12. Future Research & Closing Thoughts
- Sytch is now researching “legal and regulatory entrepreneurship”—how companies not only follow but shape the laws regulating them, sometimes through same professional intermediaries.
- Invitation to submit to a special issue of California Management Review on this topic (63:19–64:54).
Notable Quotes
-
On the influence of experts:
"In complex, high uncertainty arenas, experts don't just answer the question... they often help write that question."
— Maxim Sytch [02:36] -
On incentives versus deeper logics:
“It becomes strikingly obvious that none of this can be fixed with simple ethics interventions.”
— Maxim Sytch [25:48] -
On the core challenge:
"Combating supply-induced demand and finding the strategies to fight it... is a lot harder than identifying the problem."
— Maxim Sytch [59:53]
Timestamps for Key Segments
- [02:22] Origins and Motivation for the Book
- [03:37] What is Supplier-Induced Demand?
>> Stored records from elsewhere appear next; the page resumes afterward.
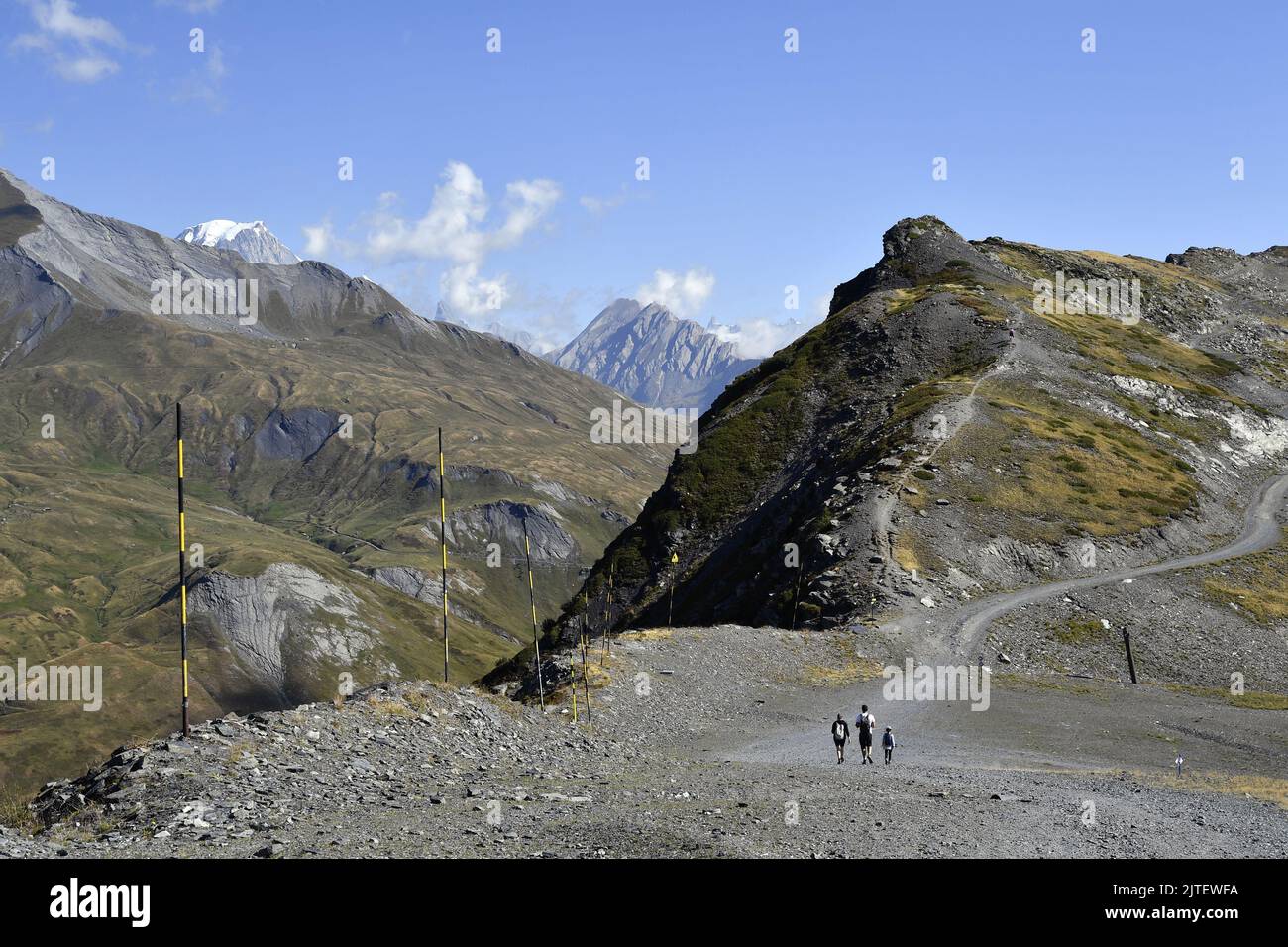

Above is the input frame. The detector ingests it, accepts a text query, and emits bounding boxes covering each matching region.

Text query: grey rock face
[255,408,335,460]
[546,299,759,411]
[188,562,376,697]
[447,501,581,563]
- [07:09] Why Uncertainty Enables SID
- [12:07] Role of AI and Social Influence
- [21:12] Professional to Commercial Logic Shift
- [27:17] How Proactive Selling Occurs
- [32:08] Why SID is Hard for Firms to Detect
- [45:52] Reform: Split Diagnosis from Delivery
- [53:51] Bias for Action in Services
- [59:53] Sytch’s Practical Advice to Executives
- [63:19] Next Research Directions
Memorable Moment
- The $20 Auction Analogy [43:37]: Sytch explains escalation of commitment, likening the inability to recognize sunk costs to the challenge of spotting supply-induced demand:
“In real life, you simply don’t know … you just don’t know.”
Final Takeaway
The influence economy is not about a few unethical actors—it's a systemic shift where complexity and expertise gaps allow professional advisors to shape not just solutions, but the very problems organizations believe they face. Recognizing the conditions that enable supplier-induced demand is essential for leaders who want to safeguard value, retain core expertise, and ensure organizational decisions are truly needs-driven.